Let’s face it, if you drive past a Waitrose it’s quite likely that you’re passing through a fairly well-to-do middle class area. Whilst other food retailers don’t have quite the same status-affirming presence, a Waitrose gives off an unmistakeable air of ‘middle-class-ness’. However, recent research has suggested that the presence of the supermarket does not just reflect on the brand values we associate with Waitrose: it can actually have a positive impact on house prices in the surrounding area!
Not only does a property close to a Waitrose store cost £456,000 on average (over twice as much as the UK average of £221,254), but prices in the local area will typically have gone up by 7% in the past twelve months. Focusing on the South London district of Streatham, where Waitrose opened its first supermarket in 1955, the average price of a house is now £461,000. That’s not only higher than the average Waitrose effect, but demonstrates an increase of over 11,000% in just over sixty years.

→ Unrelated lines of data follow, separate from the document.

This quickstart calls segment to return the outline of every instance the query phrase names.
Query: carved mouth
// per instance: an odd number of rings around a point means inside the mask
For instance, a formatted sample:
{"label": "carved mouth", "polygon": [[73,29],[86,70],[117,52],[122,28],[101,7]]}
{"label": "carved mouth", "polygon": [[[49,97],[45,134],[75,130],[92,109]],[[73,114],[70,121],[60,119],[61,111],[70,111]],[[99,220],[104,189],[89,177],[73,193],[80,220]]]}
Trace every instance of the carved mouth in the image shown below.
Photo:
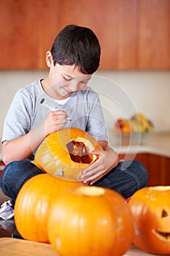
{"label": "carved mouth", "polygon": [[170,233],[160,232],[155,230],[152,230],[152,233],[160,240],[164,242],[170,242]]}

Looking at the other end of the property market, Wolverhampton properties surrounding the city’s Waitrose store have the lowest average price of any region at just £118,000. However, this is still a 9% increase over the past year, significantly more than the 6% rise seen in Wolverhampton overall.
The impact of desirable amenities on property prices may be nothing new, but the power that Waitrose stores in particular clearly hold is surely something many will have underestimated. Whilst it’s true that the chain often places its stores in areas already considered affluent, the numbers prove that a Waitrose branch can in fact have a significant positive impact on surrounding property values.

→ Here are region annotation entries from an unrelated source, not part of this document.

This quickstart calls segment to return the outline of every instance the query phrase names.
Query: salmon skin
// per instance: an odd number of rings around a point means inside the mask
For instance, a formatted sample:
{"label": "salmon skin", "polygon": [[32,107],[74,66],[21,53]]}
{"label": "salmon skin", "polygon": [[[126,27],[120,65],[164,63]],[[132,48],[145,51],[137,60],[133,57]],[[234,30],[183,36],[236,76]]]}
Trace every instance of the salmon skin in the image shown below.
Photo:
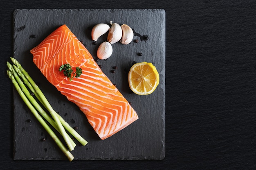
{"label": "salmon skin", "polygon": [[[30,50],[33,61],[48,81],[75,103],[102,140],[138,119],[131,105],[101,71],[87,49],[65,25]],[[70,81],[61,65],[69,63],[81,76]]]}

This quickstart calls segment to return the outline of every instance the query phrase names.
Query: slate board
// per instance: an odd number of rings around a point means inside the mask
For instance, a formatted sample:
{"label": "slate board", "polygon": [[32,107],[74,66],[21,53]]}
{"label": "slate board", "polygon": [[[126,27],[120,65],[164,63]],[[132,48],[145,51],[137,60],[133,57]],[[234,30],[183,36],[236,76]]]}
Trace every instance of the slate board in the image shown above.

Perhaps it says more about what the average UK resident deems important in 2016 than anything else, but it’s also a phenomenon that those looking to buy or sell property can’t afford to ignore. Next time you’re looking in the estate agent window at the latest properties and their asking prices, think about whether a certain middle-class supermarket is near to any of them – maybe you can already see ‘the Waitrose effect’ happening not all that far from you.